ESPAÑA

Mientras reflexionaba sobre cómo explicar a los lectores la situación que en España atraviesan las personas de entre 20 y 30 años, me vino a la cabeza el concepto alemán zeitgeist, traducible por “espíritu de una era”. En este caso, diríamos mejor el de una generación, la mía, que resumiría así: desazón, rabia, impotencia. Pero también conciencia, solidaridad, rebeldía. Una mezcla tan confusa como nuestro propio país. A la gente de mi edad no nos faltó casi de nada gracias a los muchos sacrificios por los que pasó la anterior, que vio salir al país de la dictadura, instalarse en la democracia y mirar hacia el futuro, que ya está aquí y es como sigue:

Según datos oficiales, la tasa de paro entre menores de 25 años llega al 48,56%. Hay 5’273.600 de parados (una tasa del 22,85%) y 1,5 millones de hogares sin ninguna nómica para mantenerse. Los desahucios se suceden dejando familias enteras sin casa y, por si fuera poco, con deudas de miles de euros con sus bancos –según la ley, la entrega de la vivienda no exime de continuar pagando la deuda–.

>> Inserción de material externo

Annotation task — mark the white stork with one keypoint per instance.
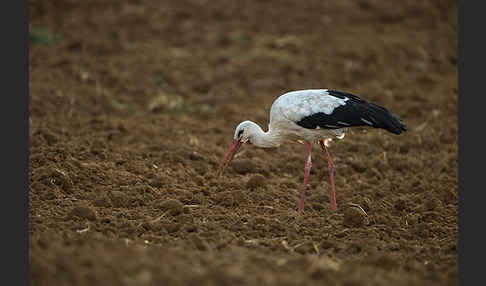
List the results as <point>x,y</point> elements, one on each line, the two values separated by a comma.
<point>313,115</point>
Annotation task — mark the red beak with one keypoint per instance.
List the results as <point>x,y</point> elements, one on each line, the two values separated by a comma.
<point>228,157</point>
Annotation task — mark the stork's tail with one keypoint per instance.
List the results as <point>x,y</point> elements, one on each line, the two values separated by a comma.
<point>382,118</point>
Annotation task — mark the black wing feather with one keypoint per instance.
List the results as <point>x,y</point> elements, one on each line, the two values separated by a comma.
<point>356,112</point>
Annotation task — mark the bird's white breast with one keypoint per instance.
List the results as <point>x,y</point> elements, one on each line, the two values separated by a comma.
<point>296,105</point>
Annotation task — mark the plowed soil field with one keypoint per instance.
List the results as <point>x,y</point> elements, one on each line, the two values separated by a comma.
<point>132,107</point>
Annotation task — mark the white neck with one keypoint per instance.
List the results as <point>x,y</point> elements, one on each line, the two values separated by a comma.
<point>263,139</point>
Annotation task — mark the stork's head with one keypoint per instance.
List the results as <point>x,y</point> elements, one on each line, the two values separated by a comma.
<point>243,133</point>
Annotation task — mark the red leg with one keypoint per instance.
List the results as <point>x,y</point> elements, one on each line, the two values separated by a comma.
<point>308,165</point>
<point>330,166</point>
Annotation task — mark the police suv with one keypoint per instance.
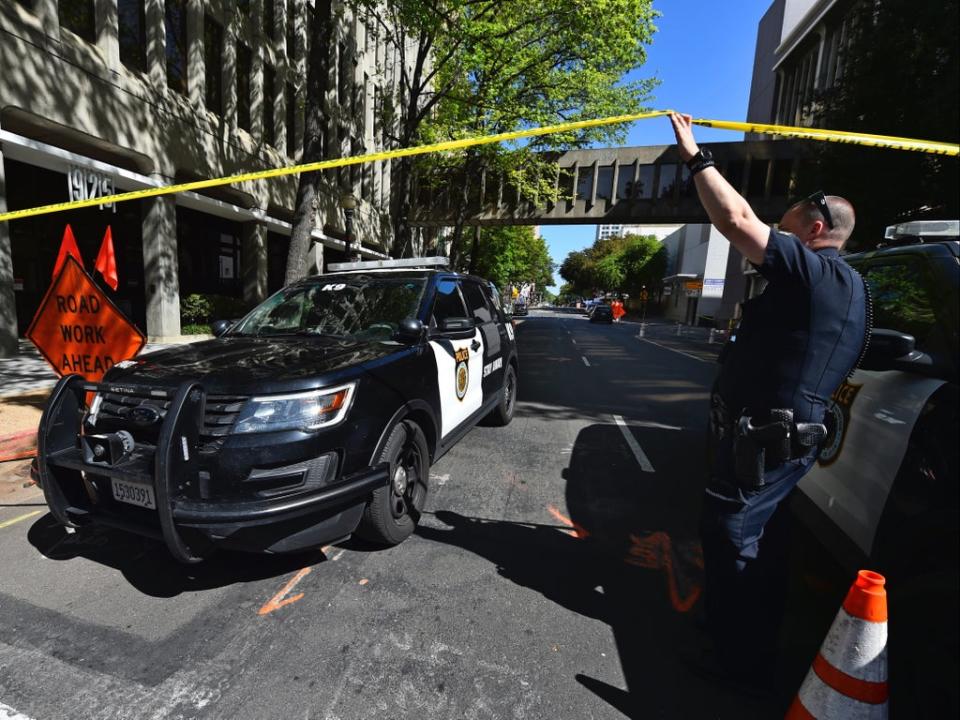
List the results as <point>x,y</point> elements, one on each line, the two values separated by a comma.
<point>315,416</point>
<point>884,491</point>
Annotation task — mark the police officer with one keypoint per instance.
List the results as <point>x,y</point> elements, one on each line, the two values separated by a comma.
<point>796,342</point>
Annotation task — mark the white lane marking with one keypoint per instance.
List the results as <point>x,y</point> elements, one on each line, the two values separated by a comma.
<point>680,352</point>
<point>8,713</point>
<point>658,426</point>
<point>638,452</point>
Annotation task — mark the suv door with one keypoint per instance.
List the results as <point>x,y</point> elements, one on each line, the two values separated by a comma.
<point>495,344</point>
<point>873,412</point>
<point>459,357</point>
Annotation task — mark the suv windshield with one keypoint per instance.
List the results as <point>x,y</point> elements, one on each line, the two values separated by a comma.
<point>357,307</point>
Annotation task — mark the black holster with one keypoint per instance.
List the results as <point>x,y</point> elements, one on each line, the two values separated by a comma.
<point>762,447</point>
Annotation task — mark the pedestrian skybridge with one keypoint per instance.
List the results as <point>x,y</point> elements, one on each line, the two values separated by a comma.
<point>633,185</point>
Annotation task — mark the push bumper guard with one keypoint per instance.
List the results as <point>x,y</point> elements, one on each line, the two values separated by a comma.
<point>164,466</point>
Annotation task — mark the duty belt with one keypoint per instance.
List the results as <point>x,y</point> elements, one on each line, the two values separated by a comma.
<point>760,447</point>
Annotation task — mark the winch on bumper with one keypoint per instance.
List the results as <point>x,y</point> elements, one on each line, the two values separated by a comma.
<point>158,455</point>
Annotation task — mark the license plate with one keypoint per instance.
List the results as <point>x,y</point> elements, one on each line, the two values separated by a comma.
<point>134,494</point>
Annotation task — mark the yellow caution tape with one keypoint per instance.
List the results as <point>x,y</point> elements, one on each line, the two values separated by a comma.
<point>884,141</point>
<point>808,133</point>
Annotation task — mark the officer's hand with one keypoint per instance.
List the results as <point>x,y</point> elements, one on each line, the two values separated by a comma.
<point>683,129</point>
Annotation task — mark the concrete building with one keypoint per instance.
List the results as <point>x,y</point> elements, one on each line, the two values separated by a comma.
<point>800,51</point>
<point>658,231</point>
<point>111,95</point>
<point>704,282</point>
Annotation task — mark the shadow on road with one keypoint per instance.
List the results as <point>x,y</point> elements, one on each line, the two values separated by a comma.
<point>630,558</point>
<point>147,564</point>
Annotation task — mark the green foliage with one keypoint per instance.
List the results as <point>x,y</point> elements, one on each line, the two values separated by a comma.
<point>480,67</point>
<point>900,77</point>
<point>513,255</point>
<point>195,329</point>
<point>614,265</point>
<point>199,309</point>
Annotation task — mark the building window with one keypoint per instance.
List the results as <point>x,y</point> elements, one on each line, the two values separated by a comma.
<point>78,17</point>
<point>291,99</point>
<point>291,29</point>
<point>244,70</point>
<point>213,57</point>
<point>132,34</point>
<point>269,105</point>
<point>175,21</point>
<point>605,182</point>
<point>270,19</point>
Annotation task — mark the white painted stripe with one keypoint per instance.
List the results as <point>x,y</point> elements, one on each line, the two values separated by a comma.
<point>822,701</point>
<point>8,713</point>
<point>658,426</point>
<point>638,452</point>
<point>857,647</point>
<point>680,352</point>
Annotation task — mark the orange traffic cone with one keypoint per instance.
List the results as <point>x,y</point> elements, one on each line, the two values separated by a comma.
<point>848,678</point>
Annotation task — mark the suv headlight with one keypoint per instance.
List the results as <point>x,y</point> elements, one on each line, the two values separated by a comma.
<point>303,411</point>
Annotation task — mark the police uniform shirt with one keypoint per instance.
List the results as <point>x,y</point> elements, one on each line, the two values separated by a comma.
<point>800,338</point>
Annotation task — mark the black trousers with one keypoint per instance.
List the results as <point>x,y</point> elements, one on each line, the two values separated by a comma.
<point>745,537</point>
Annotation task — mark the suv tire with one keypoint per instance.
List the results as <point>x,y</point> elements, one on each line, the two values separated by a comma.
<point>502,414</point>
<point>394,509</point>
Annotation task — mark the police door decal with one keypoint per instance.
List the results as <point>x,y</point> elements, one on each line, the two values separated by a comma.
<point>459,375</point>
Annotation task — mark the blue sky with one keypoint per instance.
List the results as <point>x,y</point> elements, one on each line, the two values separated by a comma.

Los españoles volvemos a emigrar, aunque por razones bien distintas. Solo el 2011 más de 50.000 personas, muchas de ellas jóvenes con educación superior, dejaron atrás este barco que hace aguas por todas partes. El mercado español no los quiere, y nos preguntamos para qué tanto esfuerzo, formación, tiempo, y tanto sacrificio de nuestros padres para darnos una educación, si estamos económica y socialmente peor que al principio.

¿Cómo saldremos de la crisis si los más preparados se van o se ven obligados a trabajar en lo que sea por míseros sueldos? La respuesta del gobierno no parece la más propia de una democracia. La reacción política y mediática ante el Movimiento 15 de Mayo, que el año pasado tomó las plazas de decenas de ciudades y cuyos ecos llegaron a todo el globo, sería una buena metáfora de lo que ocurre a nivel político, donde los escándalos de corrupción son de dominio público. Y si el público muestra su oposición, se le criminaliza y reprime. Quienes manejan el presupuesto del país lo derrochan alegremente, muchas veces en su propio beneficio y el del mercado, nuevo árbitro político, mientras nos dicen que la situación es grave y que tenemos que apretarnos el cinturón, trabajar duro y agachar la cabeza.

Lo grave es que para muchos jóvenes –y no tan jóvenes– la vida política y la democracia empiezan a perder significado y lógica al calor de los hechos y las cifras. En las últimas elecciones generales la tasa de abstención llegó al 28,31% (9’710.775 personas), cifra significativa que debiera poner en cuestión la representatividad de los que nos gobiernan. Aclaro que, en muchos casos, el no acudir a las urnas significa un meditado y lógico rechazo de un sistema democrático del que nos sentimos totalmente al margen y en el que sabemos, porque lo hemos vivido, que la justicia es que se silencien voces que claman por sus derechos constitucionales mientras se absuelve a políticos corruptos. De ahí ese coreadísimo “Que no nos representan”. La juventud pierde la ilusión mientras ve cómo su educación se precariza y se juega con su futuro.

Una esperanza: mantener vivo ese espíritu de rebeldía que nació el 15 de mayo y que se cuestiona como nunca antes las bases mismas del sistema que nos ha arrastrado hasta aquí. Si lo piensan, la humanidad ha vivido mucho más tiempo bajo regímenes verticales que en una democracia; sin embargo, esta se impuso gracias a situaciones de ruptura como la que atravesamos. Y como casi siempre, la juventud encendió la chispa de esos cambios. Nuestra generación sabe informarse, somos muy conscientes de nuestros derechos, de lo que es justo o injusto. Y por eso, tampoco tenemos miedo.

Estas dos fuerzas son las caras de nuestro zeitgeist. De nosotros depende tener el valor de ofrecerle algo mejor, pero esta vez de verdad, a los que vendrán.